Monday, August 22, 2016

BlueSkiesResearch.org.uk: On the meaning of independence in climate science

At long last jules and I have managed to submit the written version of a talk that I have given (bits of) no fewer than four times over the last few years (at NCAR, UKMO/HC, Schloss Ringberg and EGU). It had to get re-written several times and sit at the back of my mind on long bike rides and runs before it became acceptably coherent (to us, at least). I’m curious as to what people will think of it – it seemed to go down ok at the talks but sometimes it’s hard to tell…

The topic is "independence" as it pertains to both the understanding of ensembles such as CMIPn, and also to constraints on climate sensitivity. Our main point overall is that if you want to talk about independence in any context, you really need to present a mathematical/statistical formalisation that relates directly to the standard probabilistic definition: events A and B are independent iff P(A,B) = P(A)P(B). That is, the probability of both A and B is the probability of A multiplied by the probability of B. This generalises to conditional independence: events A and B are conditionally independent given S iff P(A,B|S) = P(A|S)P(B|S). A more practically useful (but mathematically equivalent) formulation is that events A and B are conditionally independent given S iff P(A|S) = P(A|B,S) – that is, if the conditional probability of A given both S and B is the same as the conditional probability of A given S. What this means in practice to an individual researcher is that, starting from their (probabilistic) prediction of A given knowledge of S, conditional independence of A and B rests on whether knowledge of B, in addition to knowing S, does or does not change their prediction of A. While this is no more than elementary probability theory, it seems to be an intuitively attractive way of addressing the question, eg in the case where A and B are observational constraints on the equilibrium climate sensitivity S. A point we also make in the paper is that these P()s are fundamentally subjective things just as much as a Bayesian prior is – there is no way of validating what observations should be seen in the case where S takes a value different from the real world, this counterfactual can only really exist in our heads and not in reality. In practice we often use models for this, which are themselves subjective creations, and in the paper we present an example to show how independence and non-independence of constraints can be investigated in the context of a toy model.

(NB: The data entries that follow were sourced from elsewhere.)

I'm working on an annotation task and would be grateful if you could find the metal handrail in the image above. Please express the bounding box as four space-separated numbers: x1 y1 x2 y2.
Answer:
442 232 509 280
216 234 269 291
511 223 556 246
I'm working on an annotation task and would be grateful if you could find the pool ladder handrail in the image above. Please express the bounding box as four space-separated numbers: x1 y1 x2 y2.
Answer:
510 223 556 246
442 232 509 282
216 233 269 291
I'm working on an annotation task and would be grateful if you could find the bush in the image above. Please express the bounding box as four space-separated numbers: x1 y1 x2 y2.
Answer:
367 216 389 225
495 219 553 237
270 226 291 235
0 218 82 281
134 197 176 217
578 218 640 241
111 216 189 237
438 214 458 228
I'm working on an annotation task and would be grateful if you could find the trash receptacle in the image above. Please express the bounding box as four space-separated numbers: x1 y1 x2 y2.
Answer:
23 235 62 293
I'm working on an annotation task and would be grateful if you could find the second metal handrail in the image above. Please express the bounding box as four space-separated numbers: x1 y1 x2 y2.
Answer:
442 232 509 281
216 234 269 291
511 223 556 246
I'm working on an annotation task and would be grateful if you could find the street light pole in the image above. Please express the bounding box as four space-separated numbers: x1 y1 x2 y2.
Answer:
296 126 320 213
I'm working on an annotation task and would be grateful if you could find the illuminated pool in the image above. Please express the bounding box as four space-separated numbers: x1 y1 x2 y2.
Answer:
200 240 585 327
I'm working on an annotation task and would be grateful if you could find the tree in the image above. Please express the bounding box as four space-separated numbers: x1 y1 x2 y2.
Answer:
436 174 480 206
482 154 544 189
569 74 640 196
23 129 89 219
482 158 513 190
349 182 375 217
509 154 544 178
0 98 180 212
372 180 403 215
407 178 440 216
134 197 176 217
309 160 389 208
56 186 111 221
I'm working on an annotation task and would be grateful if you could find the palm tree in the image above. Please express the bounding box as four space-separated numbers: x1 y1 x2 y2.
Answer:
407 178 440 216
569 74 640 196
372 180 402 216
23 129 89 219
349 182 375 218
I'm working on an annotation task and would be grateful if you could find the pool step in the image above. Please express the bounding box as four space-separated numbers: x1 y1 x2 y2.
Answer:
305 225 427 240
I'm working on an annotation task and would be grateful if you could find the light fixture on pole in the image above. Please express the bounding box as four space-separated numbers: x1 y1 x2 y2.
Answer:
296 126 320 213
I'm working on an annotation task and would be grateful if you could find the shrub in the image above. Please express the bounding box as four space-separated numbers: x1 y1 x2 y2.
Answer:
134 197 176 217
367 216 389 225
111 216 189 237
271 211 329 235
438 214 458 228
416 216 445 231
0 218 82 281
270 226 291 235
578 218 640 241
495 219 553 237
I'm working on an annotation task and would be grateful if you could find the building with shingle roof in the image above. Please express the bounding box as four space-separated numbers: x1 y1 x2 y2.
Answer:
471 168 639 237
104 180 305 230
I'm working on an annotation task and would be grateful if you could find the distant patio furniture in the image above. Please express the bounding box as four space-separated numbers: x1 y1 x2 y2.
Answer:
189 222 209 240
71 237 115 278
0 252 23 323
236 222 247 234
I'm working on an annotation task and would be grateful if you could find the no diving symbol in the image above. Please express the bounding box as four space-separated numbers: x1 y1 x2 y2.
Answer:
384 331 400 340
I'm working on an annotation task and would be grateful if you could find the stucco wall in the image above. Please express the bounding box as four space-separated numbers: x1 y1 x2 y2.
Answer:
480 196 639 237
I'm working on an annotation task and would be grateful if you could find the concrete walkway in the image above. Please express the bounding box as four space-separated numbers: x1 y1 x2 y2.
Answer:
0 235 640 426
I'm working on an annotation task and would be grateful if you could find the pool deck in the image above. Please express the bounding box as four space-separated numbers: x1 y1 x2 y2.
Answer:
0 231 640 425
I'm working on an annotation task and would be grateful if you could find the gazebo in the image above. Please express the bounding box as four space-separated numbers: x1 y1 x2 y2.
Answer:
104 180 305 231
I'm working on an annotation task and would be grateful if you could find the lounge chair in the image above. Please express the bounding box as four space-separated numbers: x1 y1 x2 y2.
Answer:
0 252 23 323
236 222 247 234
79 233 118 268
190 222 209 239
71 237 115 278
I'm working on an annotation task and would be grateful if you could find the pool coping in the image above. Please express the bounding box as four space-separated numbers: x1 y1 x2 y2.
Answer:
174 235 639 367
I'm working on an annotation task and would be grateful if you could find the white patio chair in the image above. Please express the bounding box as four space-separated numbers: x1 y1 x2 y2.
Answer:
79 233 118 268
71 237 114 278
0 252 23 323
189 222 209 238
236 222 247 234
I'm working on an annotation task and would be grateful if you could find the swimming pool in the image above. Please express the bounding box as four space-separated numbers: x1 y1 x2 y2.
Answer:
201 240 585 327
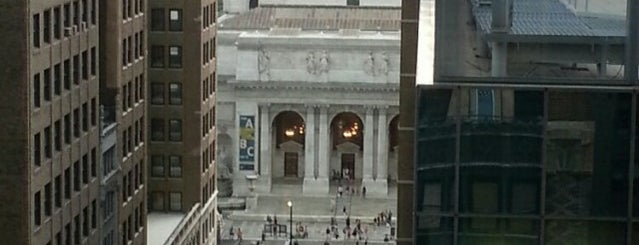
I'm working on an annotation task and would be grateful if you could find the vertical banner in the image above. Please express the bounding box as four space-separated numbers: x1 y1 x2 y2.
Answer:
239 115 255 170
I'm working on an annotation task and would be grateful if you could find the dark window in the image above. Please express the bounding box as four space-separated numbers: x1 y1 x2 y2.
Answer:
33 133 42 166
151 45 164 68
42 9 51 43
169 83 182 105
151 82 164 105
169 46 182 68
169 119 182 141
33 73 41 107
169 9 182 31
151 9 165 31
32 14 40 48
151 119 164 141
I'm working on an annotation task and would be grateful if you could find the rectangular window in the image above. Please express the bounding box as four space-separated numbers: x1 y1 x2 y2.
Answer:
44 182 53 217
82 50 89 80
33 73 41 107
73 108 80 138
151 8 164 31
73 161 80 191
169 9 182 31
54 175 62 208
64 114 71 144
44 126 53 159
42 68 51 101
53 63 62 95
32 14 40 48
42 9 51 43
33 133 42 167
169 155 182 177
73 55 80 84
53 7 62 40
33 191 42 226
151 82 164 105
53 120 62 151
169 192 182 211
151 45 164 68
82 103 89 132
151 119 164 141
169 119 182 141
63 59 71 90
64 167 71 199
169 46 182 68
91 47 98 76
169 83 182 105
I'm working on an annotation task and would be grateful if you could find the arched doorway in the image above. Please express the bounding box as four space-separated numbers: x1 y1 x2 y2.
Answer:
387 115 399 181
272 111 306 178
330 112 364 179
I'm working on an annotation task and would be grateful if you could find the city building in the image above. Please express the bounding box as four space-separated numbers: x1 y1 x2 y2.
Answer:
146 0 218 244
99 0 147 244
0 0 102 244
216 1 400 197
408 0 639 244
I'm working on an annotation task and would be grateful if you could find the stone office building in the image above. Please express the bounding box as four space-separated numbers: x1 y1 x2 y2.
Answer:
216 5 400 196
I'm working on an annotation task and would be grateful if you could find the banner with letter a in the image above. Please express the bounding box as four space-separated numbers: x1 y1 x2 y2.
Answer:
239 115 255 170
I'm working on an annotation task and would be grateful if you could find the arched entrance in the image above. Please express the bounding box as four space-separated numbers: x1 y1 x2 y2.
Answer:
330 112 364 179
387 115 399 181
272 111 305 178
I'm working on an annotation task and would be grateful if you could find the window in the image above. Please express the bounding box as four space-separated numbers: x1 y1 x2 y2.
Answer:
32 14 40 48
54 175 62 208
151 9 165 31
33 191 42 226
82 103 89 132
53 120 62 151
42 9 51 43
33 133 42 167
151 191 164 211
169 192 182 211
169 83 182 105
53 63 62 95
169 119 182 141
169 9 182 31
64 167 71 199
169 46 182 68
151 45 164 68
64 59 71 90
44 182 53 217
169 155 182 177
73 161 80 191
44 126 53 159
53 7 62 40
64 114 71 144
33 73 41 107
151 119 164 141
151 82 164 105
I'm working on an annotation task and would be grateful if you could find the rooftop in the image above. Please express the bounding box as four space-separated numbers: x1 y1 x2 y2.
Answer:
146 212 186 244
218 5 401 31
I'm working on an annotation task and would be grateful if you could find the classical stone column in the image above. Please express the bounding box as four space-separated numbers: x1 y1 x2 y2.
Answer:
367 107 388 196
362 108 375 190
255 104 273 193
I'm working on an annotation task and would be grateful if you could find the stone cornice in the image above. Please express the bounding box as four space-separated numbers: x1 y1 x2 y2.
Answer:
228 82 399 93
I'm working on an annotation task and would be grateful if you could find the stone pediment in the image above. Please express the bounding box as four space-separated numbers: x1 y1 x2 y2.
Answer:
280 140 304 152
337 141 360 152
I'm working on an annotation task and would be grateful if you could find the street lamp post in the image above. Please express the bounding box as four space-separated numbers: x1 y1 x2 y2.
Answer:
286 201 293 241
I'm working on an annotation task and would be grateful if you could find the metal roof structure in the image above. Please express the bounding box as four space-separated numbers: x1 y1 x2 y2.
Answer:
218 5 401 31
471 0 626 42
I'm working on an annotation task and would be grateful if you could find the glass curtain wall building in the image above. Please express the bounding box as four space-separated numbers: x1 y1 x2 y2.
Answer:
410 0 639 245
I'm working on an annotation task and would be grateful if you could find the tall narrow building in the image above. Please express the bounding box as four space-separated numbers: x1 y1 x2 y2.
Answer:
148 0 217 244
100 0 147 244
0 0 101 244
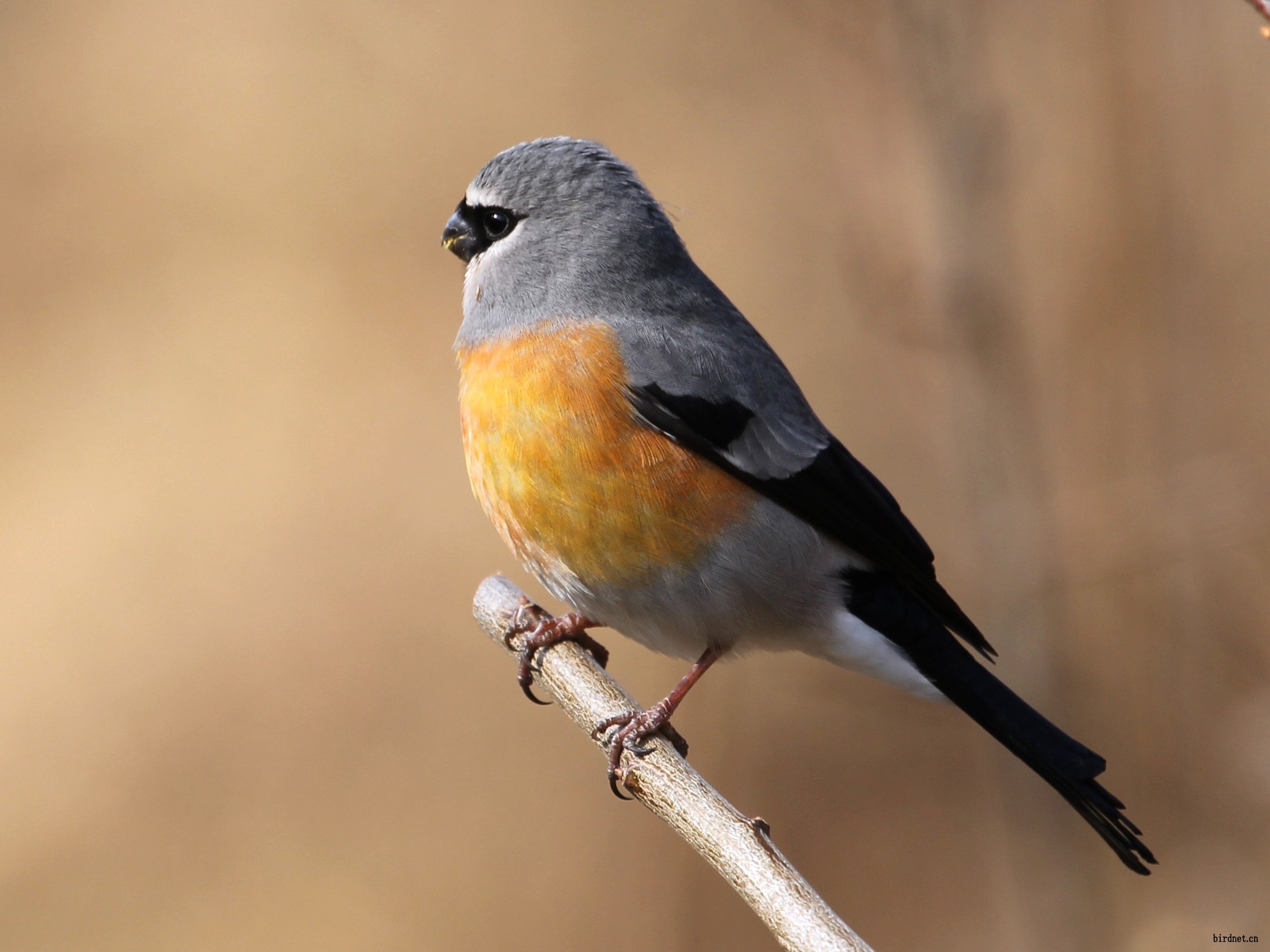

As for the question of model independence, the notation may be easier to interpret if we change the symbols and write something like P(M1|T) = P(M1|M2,T). This equation asserts that the models M1 and M2 are conditionally independent given the truth T. This is essentially the foundation of the truth-centred approach, and it would be great if true, but clearly many analyses of the models in CMIP ensembles have shown that it is not reasonable. An alternative conditional independence formulation, which we think is more relevant and interesting, is whether models are independent, conditional on the distribution of models. We illustrate how this does seem to encapsulate much of the discussion of model similarity, in that models from different research centres seem independent whereas pairs of models from the same research centres do not, according to a fairly straightforward analysis of model similarity.

It is quite possible – likely – that some others will be able to improve on how we’ve tried to define independence, but our point was really to argue that in principle we must use a mathematical foundation in order to make any meaningful progress – and also observe that mathematical definitions do exist which seem to match at least some real-world usage reasonably well.

Thursday, August 18, 2016

Wickedly simple

I wasn't planning on writing anything about the Grundmann letter in Nature (paywalled of course, but you aren't missing much) as it seemed to be a pretty trivial “what about meeeeee” whine. ATTP put it best:
Both there and at the Onion, I haven't seen anything much to revise my previous jaundiced opinion as to the value of social science. I hope to be proved wrong but won't be holding my breath in the meantime.

One thing that I did find useful in the letter was a clear definition of what he thought it meant for a problem to be wicked: “Most importantly, wicked problems do not have a stopping rule. [...] Climate change does not have a stopping rule.”

I think that's pretty much flat out wrong. I know that people like to add on their favourite hobby horses of climate variability and social vulnerability etc, and some of the wording is vague, but the basic problem that has motivated and dominated the research agenda for many years is due to us pumping out millions of tonnes of fossil-fuel-derived CO2 into the atmosphere. Cut net emissions to about zero and the problem is solved. Sure, if you choose to define “climate change” sufficiently broadly, then you can always find something else to worry about, but stopping the global-scale experiment that we are currently performing would suffice for practical purposes. As they say, “good enough for govt work”.

For my next trick, I'll consider the problem of model independence.

Monday, August 01, 2016

Climate betting in the news again

Heard recently that Chris Hope eventually collected on his warming bet. Sounds like one of his protagonists had been dragging his heels, so that's great news. He'd already paid me my share out of the first part of his winnings. Chris wrote about it here a few days ago.

Nice article by Dana Nuccitelli in the Guardian today too:

And as it mentions, there's a session at the AGU Fall Meeting on closely related issues, which I've been invited to talk at. Will be good to see SF in December again, not been for a few years now. Probably 2012 was the last time. I'm also planning to submit something to this paleo session organised by PEN, not quite finished the abstract yet.